Après l’échec de la signature de l’accord d’association avec l’Ukraine en novembre, des critiques se font entendre en France sur la gestion des négociations menées par l’UE avec l’ancienne république soviétique.
Un mal pour un bien : c’est le constat effectué par le ministre en charge des Affaires européennes, Thierry Repentin, lors d’une audition à l’Assemblée nationale.
« Le président Viktor Ianoukovitch a peut-être rendu service à la fois à l’Union européenne et à la population ukrainienne en engageant un débat qui n’était pas forcément ouvert », a déclaré le ministre devant les membres des commissions des affaires européennes et des affaires étrangères. « Ianoukovitch a donné un appétit d’Europe à la population qui n’était pas présent avant », a-t-il expliqué.
Réunis à l’occasion d’un compte-rendu sur le Conseil européen de décembre dernier, les députés se sont penchés sur les raisons de l’échec de la signature d’un accord d’association avec l’ancienne république soviétique lors du sommet du Partenariat oriental en novembre à Vilnius.
Responsabilité européenne
Et le constat est dur. « Nous avons eu en face de nous un État qui ne souhaitait pas signer l’accord d’association », a déclaré Thierry Repentin, précisant que le pays était dans une situation difficile face aux pressions exercées par la Russie.
Du côté européen, les négociations n’ont pas été menées de manière exemplaire. « J’ai remarqué que, plus nous nous approchions du sommet de Vilnius, moins nous étions une Union européenne exigeante face aux réformes structurelles », a expliqué Thierry Repentin.
« Parce que nous souhaitions arrimer l’Ukraine à l’Europe, nos exigences sur l’adoption de textes législatifs en matière de fin de justice sélective, de liberté de la presse, du droit de tout citoyen à se présenter à une élection diminuaient.

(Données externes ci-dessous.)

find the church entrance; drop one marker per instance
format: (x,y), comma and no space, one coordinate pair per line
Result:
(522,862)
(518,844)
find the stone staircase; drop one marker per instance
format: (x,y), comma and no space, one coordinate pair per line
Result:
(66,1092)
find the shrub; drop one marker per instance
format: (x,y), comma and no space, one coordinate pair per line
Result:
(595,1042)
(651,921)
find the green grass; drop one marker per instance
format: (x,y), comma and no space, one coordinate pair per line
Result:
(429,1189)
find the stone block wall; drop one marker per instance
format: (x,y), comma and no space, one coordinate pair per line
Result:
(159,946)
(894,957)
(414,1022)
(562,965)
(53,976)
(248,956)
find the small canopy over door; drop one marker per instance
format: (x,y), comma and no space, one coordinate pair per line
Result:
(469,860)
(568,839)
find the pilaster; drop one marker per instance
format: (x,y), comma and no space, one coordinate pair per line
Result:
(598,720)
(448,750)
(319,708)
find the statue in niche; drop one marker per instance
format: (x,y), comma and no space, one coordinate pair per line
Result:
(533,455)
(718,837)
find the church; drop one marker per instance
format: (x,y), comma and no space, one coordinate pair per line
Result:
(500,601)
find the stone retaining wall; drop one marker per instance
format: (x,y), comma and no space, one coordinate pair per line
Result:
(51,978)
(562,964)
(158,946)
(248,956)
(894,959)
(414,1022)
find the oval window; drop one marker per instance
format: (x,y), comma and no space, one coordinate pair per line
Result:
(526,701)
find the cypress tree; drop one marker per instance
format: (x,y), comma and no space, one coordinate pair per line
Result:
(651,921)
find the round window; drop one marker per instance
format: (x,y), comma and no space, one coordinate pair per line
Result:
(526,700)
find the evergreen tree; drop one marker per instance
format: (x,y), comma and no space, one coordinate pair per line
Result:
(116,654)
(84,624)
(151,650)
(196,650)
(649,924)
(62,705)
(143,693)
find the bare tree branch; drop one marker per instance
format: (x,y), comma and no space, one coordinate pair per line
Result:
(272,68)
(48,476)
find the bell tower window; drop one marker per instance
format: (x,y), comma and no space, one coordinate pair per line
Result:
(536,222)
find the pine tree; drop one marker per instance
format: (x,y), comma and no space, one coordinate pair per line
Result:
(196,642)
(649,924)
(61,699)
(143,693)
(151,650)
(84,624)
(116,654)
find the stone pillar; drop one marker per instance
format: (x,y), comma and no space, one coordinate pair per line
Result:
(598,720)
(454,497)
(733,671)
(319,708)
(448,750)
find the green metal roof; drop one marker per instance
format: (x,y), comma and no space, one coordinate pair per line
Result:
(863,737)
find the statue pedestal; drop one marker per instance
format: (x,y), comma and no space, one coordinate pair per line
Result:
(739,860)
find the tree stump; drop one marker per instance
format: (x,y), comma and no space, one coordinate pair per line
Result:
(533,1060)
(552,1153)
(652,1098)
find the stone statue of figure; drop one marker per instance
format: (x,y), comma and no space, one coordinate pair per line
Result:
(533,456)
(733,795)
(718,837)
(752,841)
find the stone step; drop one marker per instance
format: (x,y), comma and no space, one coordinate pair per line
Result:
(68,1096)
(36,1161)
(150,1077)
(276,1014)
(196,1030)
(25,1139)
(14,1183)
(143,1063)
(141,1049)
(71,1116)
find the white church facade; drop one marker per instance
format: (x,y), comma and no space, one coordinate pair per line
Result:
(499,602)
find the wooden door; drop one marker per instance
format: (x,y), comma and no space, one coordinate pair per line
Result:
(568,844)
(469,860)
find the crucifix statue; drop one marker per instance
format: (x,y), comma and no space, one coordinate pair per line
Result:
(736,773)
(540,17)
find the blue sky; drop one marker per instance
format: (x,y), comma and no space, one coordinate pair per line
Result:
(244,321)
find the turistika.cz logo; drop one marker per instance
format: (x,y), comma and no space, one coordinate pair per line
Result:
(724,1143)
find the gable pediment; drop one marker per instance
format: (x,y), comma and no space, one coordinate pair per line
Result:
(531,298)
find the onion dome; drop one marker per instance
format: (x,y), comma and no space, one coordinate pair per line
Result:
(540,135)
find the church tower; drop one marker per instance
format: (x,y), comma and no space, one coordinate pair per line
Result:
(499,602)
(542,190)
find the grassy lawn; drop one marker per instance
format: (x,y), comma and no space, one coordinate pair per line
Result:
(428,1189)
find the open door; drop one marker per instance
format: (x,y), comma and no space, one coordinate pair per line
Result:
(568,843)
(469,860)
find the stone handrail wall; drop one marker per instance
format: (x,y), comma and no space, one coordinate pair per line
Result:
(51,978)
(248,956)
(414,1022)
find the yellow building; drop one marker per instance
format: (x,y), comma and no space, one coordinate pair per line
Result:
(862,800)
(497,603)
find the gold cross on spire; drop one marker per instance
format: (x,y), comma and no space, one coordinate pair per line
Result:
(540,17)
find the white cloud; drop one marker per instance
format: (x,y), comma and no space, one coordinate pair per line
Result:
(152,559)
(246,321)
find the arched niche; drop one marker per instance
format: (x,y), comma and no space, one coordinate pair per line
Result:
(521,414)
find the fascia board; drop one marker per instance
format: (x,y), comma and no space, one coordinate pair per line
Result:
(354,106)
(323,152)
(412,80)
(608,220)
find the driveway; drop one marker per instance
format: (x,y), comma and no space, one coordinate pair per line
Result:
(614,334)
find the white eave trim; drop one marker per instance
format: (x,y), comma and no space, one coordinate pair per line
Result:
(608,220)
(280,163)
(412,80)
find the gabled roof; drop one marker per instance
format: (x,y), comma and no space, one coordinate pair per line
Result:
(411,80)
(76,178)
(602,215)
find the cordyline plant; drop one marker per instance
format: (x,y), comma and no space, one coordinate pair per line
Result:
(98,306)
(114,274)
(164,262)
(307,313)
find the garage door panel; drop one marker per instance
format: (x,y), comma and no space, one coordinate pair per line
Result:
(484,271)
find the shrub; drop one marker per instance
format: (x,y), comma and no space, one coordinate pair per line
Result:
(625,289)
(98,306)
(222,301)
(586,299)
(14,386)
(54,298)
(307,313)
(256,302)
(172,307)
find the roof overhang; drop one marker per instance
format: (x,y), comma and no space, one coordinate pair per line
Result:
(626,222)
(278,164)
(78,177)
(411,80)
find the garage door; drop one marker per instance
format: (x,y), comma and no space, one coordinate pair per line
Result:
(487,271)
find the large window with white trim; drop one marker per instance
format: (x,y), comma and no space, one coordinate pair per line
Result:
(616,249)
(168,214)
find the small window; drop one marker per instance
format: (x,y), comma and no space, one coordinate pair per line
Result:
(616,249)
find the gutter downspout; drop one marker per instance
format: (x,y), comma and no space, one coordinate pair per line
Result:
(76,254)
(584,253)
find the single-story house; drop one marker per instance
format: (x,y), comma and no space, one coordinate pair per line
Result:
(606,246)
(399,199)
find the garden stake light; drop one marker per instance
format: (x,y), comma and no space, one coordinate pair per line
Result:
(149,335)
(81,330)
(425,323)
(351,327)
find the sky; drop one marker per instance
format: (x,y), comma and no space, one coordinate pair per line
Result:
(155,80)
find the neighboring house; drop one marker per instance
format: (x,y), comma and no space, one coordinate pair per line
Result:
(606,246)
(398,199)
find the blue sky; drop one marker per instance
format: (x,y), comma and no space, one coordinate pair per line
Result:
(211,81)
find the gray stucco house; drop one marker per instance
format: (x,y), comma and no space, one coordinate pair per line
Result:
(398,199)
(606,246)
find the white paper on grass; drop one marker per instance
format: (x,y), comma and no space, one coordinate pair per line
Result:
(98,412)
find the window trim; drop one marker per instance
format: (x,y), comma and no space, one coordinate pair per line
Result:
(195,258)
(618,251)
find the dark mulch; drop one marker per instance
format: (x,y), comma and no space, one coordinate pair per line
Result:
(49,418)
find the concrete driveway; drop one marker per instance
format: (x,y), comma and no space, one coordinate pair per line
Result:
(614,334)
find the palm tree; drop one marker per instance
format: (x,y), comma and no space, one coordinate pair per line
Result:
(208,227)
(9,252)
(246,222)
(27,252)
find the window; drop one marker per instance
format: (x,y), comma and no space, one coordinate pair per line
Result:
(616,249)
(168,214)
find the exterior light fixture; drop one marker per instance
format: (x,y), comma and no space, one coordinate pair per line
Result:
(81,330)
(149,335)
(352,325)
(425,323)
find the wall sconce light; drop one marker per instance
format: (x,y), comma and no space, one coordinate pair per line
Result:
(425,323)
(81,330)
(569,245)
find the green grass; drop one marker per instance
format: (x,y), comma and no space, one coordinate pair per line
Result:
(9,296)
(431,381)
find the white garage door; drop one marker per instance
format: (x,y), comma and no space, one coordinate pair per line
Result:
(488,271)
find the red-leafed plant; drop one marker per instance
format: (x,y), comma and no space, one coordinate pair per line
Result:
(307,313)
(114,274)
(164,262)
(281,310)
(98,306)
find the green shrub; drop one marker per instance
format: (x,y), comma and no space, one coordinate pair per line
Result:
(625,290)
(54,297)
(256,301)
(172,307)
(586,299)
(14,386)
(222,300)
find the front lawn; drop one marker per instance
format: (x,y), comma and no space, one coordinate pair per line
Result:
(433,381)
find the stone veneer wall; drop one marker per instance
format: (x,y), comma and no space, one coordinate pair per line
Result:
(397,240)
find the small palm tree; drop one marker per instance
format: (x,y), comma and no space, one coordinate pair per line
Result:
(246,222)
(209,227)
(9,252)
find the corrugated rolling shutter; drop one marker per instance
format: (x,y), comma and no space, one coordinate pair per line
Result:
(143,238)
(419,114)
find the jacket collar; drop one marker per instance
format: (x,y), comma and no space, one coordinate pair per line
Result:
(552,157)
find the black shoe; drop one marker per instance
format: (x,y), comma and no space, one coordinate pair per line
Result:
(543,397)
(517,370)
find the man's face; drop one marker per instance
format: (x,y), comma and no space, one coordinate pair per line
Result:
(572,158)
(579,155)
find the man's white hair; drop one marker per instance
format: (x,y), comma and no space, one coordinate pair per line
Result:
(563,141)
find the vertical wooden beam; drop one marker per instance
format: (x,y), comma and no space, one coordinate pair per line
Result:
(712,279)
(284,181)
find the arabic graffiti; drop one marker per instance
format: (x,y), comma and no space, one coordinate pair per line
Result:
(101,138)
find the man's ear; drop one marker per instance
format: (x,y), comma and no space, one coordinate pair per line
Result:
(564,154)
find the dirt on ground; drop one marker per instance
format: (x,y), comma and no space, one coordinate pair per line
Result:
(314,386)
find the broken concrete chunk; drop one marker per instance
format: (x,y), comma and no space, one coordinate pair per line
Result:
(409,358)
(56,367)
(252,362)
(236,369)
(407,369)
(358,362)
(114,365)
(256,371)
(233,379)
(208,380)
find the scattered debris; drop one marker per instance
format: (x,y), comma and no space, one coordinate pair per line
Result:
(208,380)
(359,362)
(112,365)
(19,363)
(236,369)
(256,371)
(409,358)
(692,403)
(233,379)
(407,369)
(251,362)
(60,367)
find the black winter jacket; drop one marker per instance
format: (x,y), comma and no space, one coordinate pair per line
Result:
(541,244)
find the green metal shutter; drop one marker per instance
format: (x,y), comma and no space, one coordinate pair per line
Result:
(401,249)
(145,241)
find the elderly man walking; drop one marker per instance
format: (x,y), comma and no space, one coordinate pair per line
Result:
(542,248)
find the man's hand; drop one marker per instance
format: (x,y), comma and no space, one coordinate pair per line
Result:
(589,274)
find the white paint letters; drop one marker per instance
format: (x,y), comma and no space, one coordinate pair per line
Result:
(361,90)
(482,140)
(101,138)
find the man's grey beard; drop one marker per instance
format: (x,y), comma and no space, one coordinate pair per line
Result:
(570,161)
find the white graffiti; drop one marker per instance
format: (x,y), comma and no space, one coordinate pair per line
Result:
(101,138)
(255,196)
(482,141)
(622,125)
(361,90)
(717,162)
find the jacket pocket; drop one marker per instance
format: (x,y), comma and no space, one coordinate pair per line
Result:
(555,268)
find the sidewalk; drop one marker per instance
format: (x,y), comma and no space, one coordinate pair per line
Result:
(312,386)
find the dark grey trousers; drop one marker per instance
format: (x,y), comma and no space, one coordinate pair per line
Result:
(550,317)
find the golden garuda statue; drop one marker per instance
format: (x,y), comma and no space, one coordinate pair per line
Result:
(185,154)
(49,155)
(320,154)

Et nous nous raccrochions au symbole de la libération de Madame Ioulia Timochenko » a-t-il poursuivi.
Pour le ministre, la signature d’un accord d’association dans ces circonstances aurait également été un échec pour l’Union européenne. « Si l’UE avait signé contre la seule libération de Mme Timochenko sans demander les réformes que nous exigions il y a 18 mois », les critiques auraient été aussi virulentes, pronostique le ministre.
Les relations avec la Russie pointées du doigt
Pour Élisabeth Guigou, présidente de la commission des affaires étrangères de l’Assemblée nationale, l’échec de Vilnius est entre autres le produit d’une mauvaise gestion des relations diplomatiques de l’UE avec la Russie. « Nous avons géré ça vraiment n’importe comment », regrette-t-elle.
« Il faudrait dire clairement à certains responsables européens que nous ne sommes plus dans une perspective de faire adhérer l’Ukraine à l’UE et encore moins à l’OTAN », s’est-elle insurgée.
Pour autant, la perspective d’un rapprochement futur avec l’ancienne république soviétique reste d’actualité. « L’Ukraine a fait un autre choix. Mais elle ne l’a pas fait complètement puisqu’elle n’a pas adhéré à l’Union douanière de la Russie », souligne Thierry Repentin.
« Nous verrons comment cela évolue lors des élections qui se tiendront dans un an. En attendant, il faut maintenir le lien et apporter notre soutien aux manifestants », a-t-il poursuivi.
Depuis le 21 novembre, les manifestations en Ukraine se sont succédé. Dans la foulée du refus de signer l’accord d'association avec l'Union européenne, les Ukrainiens ont d’abord protesté en faveur d’un rapprochement avec l’Europe avant de réclamer, en vain, le départ du président Viktor Ianoukovitch et la tenue d’élections anticipées. Depuis le début de l’année 2014, les manifestations semblent toutefois s’essouffler.
La porte reste ouverte
Du côté européen, le discours de la « porte ouverte » est aussi sur toutes les lèvres. Au cours du Conseil européen de décembre, les chefs d’État et de gouvernement des 28 États membres sont revenus sur la situation en Ukraine. Dans les conclusions adoptées, le conseil rappelle que « l'Union européenne reste disposée à signer l'accord d'association avec l'Ukraine […] dès [qu’elle] y sera prête.
Les chefs d’État et de gouvernement ont apporté au cas par cas leur soutien aux soulèvements populaires. La présidente lithuanienne, Dalia Grybauskait?, a déclaré qu’elle « restait ouverte à l’Ukraine, mais pas forcément à ce gouvernement », tandis que la chancelière allemande Angela Merkel a salué le courage des manifestants et leur envie d'Europe.